A reader, let’s call him Mr B, asked:
If you can more or less repay the minimum payments on your debts, but the minimum payments are 75% interest and the debt level is sizeable, as a rule of thumb, should you be looking at a DMP (or other debt solution route) or keep those minimum payments going while looking to improve your pay/outgoings scenario so as to pay more to the debts each month?
My position is in flux so I am weighing up different possibilities. I see that without the interest I am just about paying, I would potentially be able to pay off quite a lot per month to the debts themselves…at the cost of having a damaged credit record…
He has asked for a “rule of thumb”.
The problem is that it anything that is simple is probably useless!
If Mr B has a partner and a child and is spending £300 a month on groceries (food, toiletries, everything you buy in a supermarket) there are unlikely to be any savings he can make.
If he is single and spending £300 on groceries and takeaways then he can probably cut back a lot.
That is with the same debts, same repayments, so any rule of thumb would give the same answer. But in reality there are two very different situations!
Improving your situation
If you think you can increase your pay and/or decrease your outgoings then that is the obvious thing to try first.
Unless you already budget in detail, it’s always good to keep a spending diary for a month or two. This may just confirm what you already know, that clothes are your weakness or you spend a lot too much on entertainment. But for some people this can be an eye-opener, and knowing the facts gives you a much better idea of what areas to target for improvement.
If your credit rating is good, you could also look at 0% balance transfer deals. There has never been a better time to get a really long 0% period! Use a “soft checker” to see what you are likely to be offered.
There are lots more articles looking at how to boost your finances – see which of them could work for you.
In a state of flux?
Simplistic debt advice looks at your income, expenditure and debts and out pops a neat “answer”. But in real life many people are like Mr B, expecting things will change.
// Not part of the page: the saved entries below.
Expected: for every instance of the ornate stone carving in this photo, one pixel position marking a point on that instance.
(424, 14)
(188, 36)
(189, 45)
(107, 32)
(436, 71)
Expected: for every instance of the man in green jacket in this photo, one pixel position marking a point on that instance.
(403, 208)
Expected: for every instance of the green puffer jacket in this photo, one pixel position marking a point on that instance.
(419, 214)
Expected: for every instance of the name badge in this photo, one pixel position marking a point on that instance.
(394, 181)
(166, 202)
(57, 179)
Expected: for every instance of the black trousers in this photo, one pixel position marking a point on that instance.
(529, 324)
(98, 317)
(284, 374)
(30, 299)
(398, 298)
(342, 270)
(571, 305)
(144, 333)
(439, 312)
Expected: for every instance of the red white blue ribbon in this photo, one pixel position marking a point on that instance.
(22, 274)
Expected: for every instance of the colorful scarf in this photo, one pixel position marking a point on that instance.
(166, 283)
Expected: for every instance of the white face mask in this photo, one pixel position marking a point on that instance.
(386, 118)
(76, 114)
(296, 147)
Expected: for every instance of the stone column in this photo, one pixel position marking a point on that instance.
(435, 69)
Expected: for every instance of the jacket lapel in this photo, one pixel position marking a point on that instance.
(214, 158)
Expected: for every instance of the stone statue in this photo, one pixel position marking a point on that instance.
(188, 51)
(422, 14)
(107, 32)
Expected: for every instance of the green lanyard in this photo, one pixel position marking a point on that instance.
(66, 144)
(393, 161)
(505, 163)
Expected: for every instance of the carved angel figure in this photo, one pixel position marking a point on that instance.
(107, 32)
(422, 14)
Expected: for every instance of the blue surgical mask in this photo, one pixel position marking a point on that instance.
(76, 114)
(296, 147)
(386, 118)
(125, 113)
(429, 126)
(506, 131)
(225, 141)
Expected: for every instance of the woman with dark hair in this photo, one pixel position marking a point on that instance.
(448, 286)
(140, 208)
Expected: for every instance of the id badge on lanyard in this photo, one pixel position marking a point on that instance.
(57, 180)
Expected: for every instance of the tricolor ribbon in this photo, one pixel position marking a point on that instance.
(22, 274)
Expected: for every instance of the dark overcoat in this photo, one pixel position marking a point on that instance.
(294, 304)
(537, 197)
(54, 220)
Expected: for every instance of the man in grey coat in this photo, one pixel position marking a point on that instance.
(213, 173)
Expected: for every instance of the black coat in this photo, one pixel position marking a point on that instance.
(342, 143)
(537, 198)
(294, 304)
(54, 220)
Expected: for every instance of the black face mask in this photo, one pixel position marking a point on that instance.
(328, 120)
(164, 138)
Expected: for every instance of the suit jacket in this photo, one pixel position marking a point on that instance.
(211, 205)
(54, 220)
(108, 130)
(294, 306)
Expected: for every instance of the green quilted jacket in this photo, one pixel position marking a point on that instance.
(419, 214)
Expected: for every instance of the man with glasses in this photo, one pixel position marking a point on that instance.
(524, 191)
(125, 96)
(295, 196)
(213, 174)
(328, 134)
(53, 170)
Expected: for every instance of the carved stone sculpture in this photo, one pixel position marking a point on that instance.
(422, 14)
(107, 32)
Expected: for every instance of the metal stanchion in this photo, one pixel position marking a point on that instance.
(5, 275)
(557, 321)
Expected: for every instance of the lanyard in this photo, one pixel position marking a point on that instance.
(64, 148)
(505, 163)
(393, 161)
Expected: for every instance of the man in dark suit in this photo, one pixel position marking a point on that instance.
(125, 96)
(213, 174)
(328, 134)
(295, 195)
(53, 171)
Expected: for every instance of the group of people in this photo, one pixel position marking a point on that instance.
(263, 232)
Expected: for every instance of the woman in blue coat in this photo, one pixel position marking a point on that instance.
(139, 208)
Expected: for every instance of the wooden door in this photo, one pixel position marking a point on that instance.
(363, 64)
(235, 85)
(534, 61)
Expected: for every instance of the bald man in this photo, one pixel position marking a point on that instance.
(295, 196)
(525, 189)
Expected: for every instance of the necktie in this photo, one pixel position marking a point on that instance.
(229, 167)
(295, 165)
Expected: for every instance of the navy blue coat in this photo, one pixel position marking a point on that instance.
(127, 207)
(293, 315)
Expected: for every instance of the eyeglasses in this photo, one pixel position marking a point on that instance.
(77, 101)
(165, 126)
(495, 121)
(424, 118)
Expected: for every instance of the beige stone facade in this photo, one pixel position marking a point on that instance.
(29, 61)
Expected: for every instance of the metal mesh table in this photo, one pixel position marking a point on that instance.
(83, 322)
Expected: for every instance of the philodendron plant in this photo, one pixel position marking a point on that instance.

Without a working crystal ball, Mr B may need to take a decision based on what seems most likely to happen:
- if he thinks life is going to be much more difficult when his partner has their second child in January, that’s pretty definite – he even knows the date – and he should start planning for it right now;
- if he is hoping his eldest is going to help with costs when she gets a job, that’s more uncertain as she could decide to leave home!
Sometimes a waiting option may be best. Mr B may decide to go for one approach now even though this probably won’t be ideal in the longer term because if he takes a firm decision now he could regret it later. So struggling on with the debt repayments now may be a good idea if there is a realistic chance things will improve in a few months.
If your finances aren’t going to remain the same, one debt option that is usually best avoided is an IVA because it is a long term commitment which isn’t very flexible. If your position gets worse your IVA may fail and if it gets better you may regret ever having started it!
How much does your credit rating matter?
If you think there is a serious chance of clearing your debts and saving for a house deposit in the next few years then protecting your credit rating is important. But you aren’t going to get a mortgage if you have a lot of debt.
Be honest with yourself – if you pay a chunk off that credit card, is your overdraft just going to get bigger? I you don’t think you can ever clear your debts by making the normal payments, you have to find a debt solution even though it will harm your credit rating. If you don’t, you are going to be in the same situation in five years time – lots of debt and no closer to buying a house.
Get more facts to help with the decision
When there isn’t a simple answer, a general rule of thumb approach may not be right for you and you don’t know what the future will bring it can feel hard to make progress. Wait and see isn’t always a good idea though, even if it feels easiest. For many people getting a couple of “hard facts” could help them make the right decision:
1 How long will it take to repay your debts without a DMP?
This could be longer or shorter than you think. If you will be making the last payments to a loan next year, from that point you will be able to pay off the credit cards much faster. But if you are guessing your credit card will be cleared in about four or five years if you make the minimum payments, it won’t, it will take much longer!
So don’t guess, put all your debts into this repayment calculator and see how long it says.
2 Is a DMP a realistic option for you?
If that debt repayment time seems too long, talk to StepChange about a DMP. (StepChange are a charity. If you say you don’t want to set up the DMP immediately you won’t get a “hard sell”, you won’t get bombarded with calls, texts or have your details sold on.) They will go through your situation and say:
- if a DMP is appropriate and what you would have to pay to it each month;
- what your other options might be.
Mr B is assuming that if he goes for a DMP his creditors will freeze interest. If that happens his debts will indeed drop much faster. But if StepChange say he isn’t suitable for a DMP as he can afford the normal repayments, then it’s likely that his creditors wouldn’t agree to freeze interest. If a DMP isn’t realistic, then cross it off your list for now.